MICRO PORTRAITS – À la rencontre des libraires de la métropole, quartier par quartier

La Librairie L’Écume des jours

2 décembre 2015 à 10 h 15
 

Roger Chénier a ouvert sa librairie L’Écume des jours en 1999 sur la rue Saint-Viateur, au coeur du quartier Mile-End. Après avoir animé les lieux et servi les gens du quartier en littérature française et québécoise pendant plus de quinze ans, il fermait boutique et déménageait dans le quartier Villeray. Mais le malheur des uns fait peut-être le bonheur des autres, car maintenant, le quartier Villeray a « sa librairie ». Romans et essais québécois, livres jeunesse, le fonds de la librairie évolue avec sa nouvelle clientèle et un nouveau souffle culturel jaillit dans le quartier. Rencontre avec Roger Chénier qui se décrit « comme le libraire le moins sérieux en ville » et pourtant… quel libraire!

Roger Chénier

Qu’est-ce qui vous a inspiré à devenir libraire?

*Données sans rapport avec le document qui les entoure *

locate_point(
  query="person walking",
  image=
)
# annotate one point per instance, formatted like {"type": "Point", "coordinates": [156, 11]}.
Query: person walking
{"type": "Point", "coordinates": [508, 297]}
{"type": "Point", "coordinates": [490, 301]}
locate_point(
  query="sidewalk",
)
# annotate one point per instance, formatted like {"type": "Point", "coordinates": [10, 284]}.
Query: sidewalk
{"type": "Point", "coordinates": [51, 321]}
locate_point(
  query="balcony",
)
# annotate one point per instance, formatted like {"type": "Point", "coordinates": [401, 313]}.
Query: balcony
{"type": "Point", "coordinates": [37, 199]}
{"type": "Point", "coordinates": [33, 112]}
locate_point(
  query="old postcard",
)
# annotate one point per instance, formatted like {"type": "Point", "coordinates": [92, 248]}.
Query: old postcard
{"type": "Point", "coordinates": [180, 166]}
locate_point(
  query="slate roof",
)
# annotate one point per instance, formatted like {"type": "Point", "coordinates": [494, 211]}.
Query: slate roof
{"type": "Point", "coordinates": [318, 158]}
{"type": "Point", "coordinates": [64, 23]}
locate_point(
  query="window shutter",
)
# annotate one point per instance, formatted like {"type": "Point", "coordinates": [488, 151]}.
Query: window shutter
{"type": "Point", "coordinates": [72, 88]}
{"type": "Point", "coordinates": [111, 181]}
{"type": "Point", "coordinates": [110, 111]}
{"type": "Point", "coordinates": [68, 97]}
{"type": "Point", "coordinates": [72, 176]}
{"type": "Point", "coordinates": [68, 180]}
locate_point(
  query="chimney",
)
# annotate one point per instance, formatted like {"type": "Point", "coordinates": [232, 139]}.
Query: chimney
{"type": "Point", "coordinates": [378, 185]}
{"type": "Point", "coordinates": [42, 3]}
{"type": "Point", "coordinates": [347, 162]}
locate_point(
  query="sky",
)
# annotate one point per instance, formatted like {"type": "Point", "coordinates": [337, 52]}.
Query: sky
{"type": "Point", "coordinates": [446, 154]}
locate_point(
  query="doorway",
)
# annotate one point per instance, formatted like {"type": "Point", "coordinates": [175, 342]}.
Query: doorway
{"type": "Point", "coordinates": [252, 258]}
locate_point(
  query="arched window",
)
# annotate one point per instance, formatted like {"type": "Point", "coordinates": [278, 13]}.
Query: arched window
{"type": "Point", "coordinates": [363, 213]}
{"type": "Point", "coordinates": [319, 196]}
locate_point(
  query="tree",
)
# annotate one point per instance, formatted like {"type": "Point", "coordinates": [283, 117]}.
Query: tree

La lecture en général. J’avais trouvé un livre d’Albert Camus par hasard et c’est avec ce livre que cela a commencé. Lire Camus m’a entraîné à découvrir d’autres écrivains.

J’ai commencé à travailler en tant que libraire en Outaouais. Je suis déménagé à Montréal et j’ai travaillé pour la librairie Hermès sur la rue Laurier. J’y ai organisé plusieurs événements. Puis je me suis lancé, envers et contre tous, en ouvrant ma librairie en décembre 1999 sur la rue Saint-Viateur. En août dernier, on est déménagés sur la rue Villeray. On est devenus la librairie de Villeray.

Quelle est la mission de votre librairie, son aspect distinctif par rapport à d’autres librairies?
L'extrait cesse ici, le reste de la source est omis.